We were there for a pretty long time.  By the time we got back it was after 9.  I was in bed about 10, and I feel asleep right away but woke up at 1 feeling really nauseous.  And then I couldn't get back to sleep; I would close my eyes and then "wake up" later feeling like I'd been asleep, but when I looked at my watch barely any time had passed.  Actually, I think I was sleeping, but just very lightly, and I kept having this dream where this man was telling me and the rest of the Houghton group about these different Australian boxes and how they were used for different things, and I had to do something with them but I couldn't figure out which box was used for what even though the man kept explaining it.  This kept going on, and I kept looking at my watch and seeing that time was hardly passing, and at one point my over-tired, sleep-deprived, half-awake brain reasoned that something in my dream was preventing me from going to sleep, and it seemed like there was something I could do about it but at the same time I couldn't do it...  That probably makes no sense, but at the time, it was very logical.

But I finally did get to sleep, and I only woke up very briefly hours later when I heard the kookaburra, which they told us like to make noise early in the morning, and then I slept right till 9:15.  I woke up feeling great, not sick at all anymore and very well-rested.  After I got up, though, I started feeling off again, and that's continued all day.  But I know soon my poor body will be adjusted.

Tomorrow morning we're going to the church where the youth group was; Prof.

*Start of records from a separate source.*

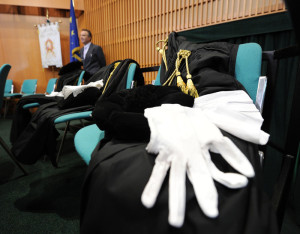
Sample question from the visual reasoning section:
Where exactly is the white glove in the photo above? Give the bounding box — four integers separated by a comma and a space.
142, 104, 255, 228
185, 106, 255, 184
193, 90, 269, 145
143, 105, 215, 227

Kettlekamp is preaching.  Then we have the whole day free before we start classes on Monday.  Sometime soon I'll write about this place where we're staying; it definitely deserves a post of its own.

P. S. I forgot to mention our trip to the koala sanctuary.  The group was in three cars; I was in the second one, following someone who had a GPS.  It seemed to be taking a long time to get there (over an hour); I'd gotten the impression it was closer.  We were driving through the city, and had been for a while, which seemed kind of strange.  And then we got lost.  We had to stop at a red light, while the car we were following had made it through.  This had happened before, and the lady driving would pull over somewhere and wait for us, but there must not have been anywhere good to pull over that time, because when we drove on we didn't see her anywhere.  So we kept driving and then asked for directions at a gas station, drove some more, then asked for directions from a guy walking, drove some more, saw signs for the place, followed the signs, stopped seeing the signs, saw a sign pointing back the way we'd come, followed the signs again, and finally made it there, after almost two hours.

On the way back we stuck to the highway, and the drive took 50 minutes.

Friday, August 26, 2011


Right now, I really wish I wasn't sitting.  My legs are aching, just like they ached the whole plane ride over here.  What I really want to do is lie down, but that isn't going to happen for a while, because if I lie down I'll fall asleep, and we have to be somewhere at 7 (right now it's about 6 here; we're 14 hours ahead).  This day has been ridiculously long.  I've had way too much time (a very uncommon problem for me)--they gave us 3 hours to unpack, then 3 hours to shop, then 3 hours before some sort of youth group at 7.  And originally we were told we'd be able to sleep at 7.

But it's been really exciting, too.  About an hour or so ago I saw my first wallaby, and it was pretty amazing.  Then he hopped, and it was even more amazing.  I saw a bunch more wallabies, too; they're all over the campus, just hanging around, eating, watching us.  And I saw this cool bird called a curlew, and we've been hearing kookaburras and magpies, and Professor Kettlekamp told us there are koalas all around this area, and I saw koala and wallaby crossing signs, and we drove on the left side of the road and it was super weird, and we can't go off the paths here because of snakes and who knows what else...  I'm actually in Australia!  It's actually real!  It's very cool, very weird, and very overwhelming.